The September issue of Educational Studies in Mathematics is available. The issue contains five interesting articles:

• School mathematics and its everyday other? Revisiting Lave’s ‘Cognition in Practice’, by Christian Greiffenhagen and Wes Sharrock
• Beyond ‘blaming the victim’ and ‘standing in awe of noble savages’: a response to “Revisiting Lave’s ‘cognition in practice’”, by David W. Carraher
• The problem of the particular and its relation to the general in mathematics education, by Vicenç Font and Ángel Contreras
• Transitions among different symbolic generalizations by algebra beginners in a computer intensive environment, by Michal Tabach, Abraham Arcavi and Rina Hershkowitz
• Centenary birth anniversary of E. W. Beth (1908–1964), by Giorgio T. Bagni

Laura Jacobsen Spielman, Radford University, has written an article called Equity in mathematics education: unions and intersections of feminist and social justice literature. The article was published online in ZDM last week, and it takes up the discussion concerning gender equity. As a theoretical background, the author integrates theoretical perspectives from feminist and social justice literature. Here is the abstract of the article:

Traditional models of gender equity incorporating deficit frameworks and creating norms based on male experiences have been challenged by models emphasizing the social construction of gender and positing that women may come to know things in different ways from men. This paper draws on the latter form of feminist theory while treating gender equity in mathematics as intimately interconnected with equity issues by social class and ethnicity. I integrate feminist and social justice literature in mathematics education and argue that to secure a transformative, sustainable impact on equity, we must treat mathematics as an integral component of a larger system producing educated citizens. I argue the need for a mathematics education with tri-fold support for mathematical literacy, critical literacy, and community literacy. Respectively, emphases are on mathematics, social critique, and community relations and actions. Currently, the integration of these three literacies is extremely limited in mathematics.

Rina Zazkis and Roza Leikin have written an article that was published online in Educational Studies in Mathematics last week. The article is entitled Exemplifying definitions: a case of a square, and here is the abstract:

In this study we utilize the notion of learner-generated examples, suggesting that examples generated by students mirror their understanding of particular mathematical concepts. In particular, we explore examples generated by a group of prospective secondary school teachers for a definition of a square. Our framework for analysis includes the categories of accessibility and correctness, richness, and generality. Results shed light on participants’ understanding of what a mathematical definition should entail and, moreover, contrast their pedagogical preferences with mathematical considerations.

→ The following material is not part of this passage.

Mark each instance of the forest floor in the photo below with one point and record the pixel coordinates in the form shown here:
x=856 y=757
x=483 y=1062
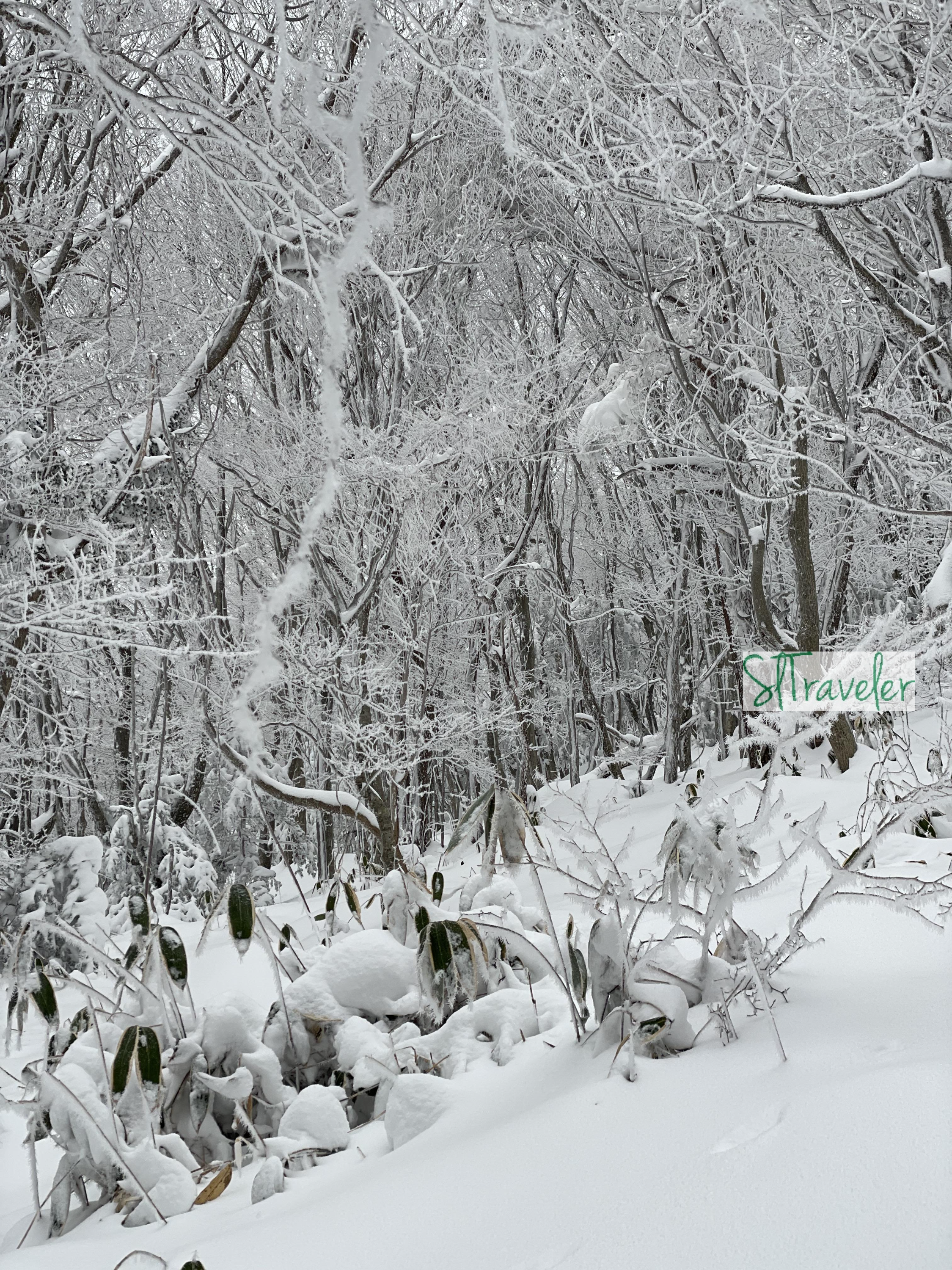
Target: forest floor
x=724 y=1156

Bharath Sriraman, editor of The Montana Mathematics Enthusiast, has written an article that was published in ZDM last week. The article is entitled Mathematical paradoxes as pathways into beliefs and polymathy: an experimental inquiry. Here is the abstract of the article:

This paper addresses the role of mathematical paradoxes in fostering polymathy among pre-service elementary teachers. The results of a 3-year study with 120 students are reported with implications for mathematics pre-service education as well as interdisciplinary education. A hermeneutic-phenomenological approach is used to recreate the emotions, voices and struggles of students as they tried to unravel Russell’s paradox presented in its linguistic form. Based on the gathered evidence some arguments are made for the benefits and dangers in the use of paradoxes in mathematics pre-service education to foster polymathy, change beliefs, discover structures and open new avenues for interdisciplinary pedagogy.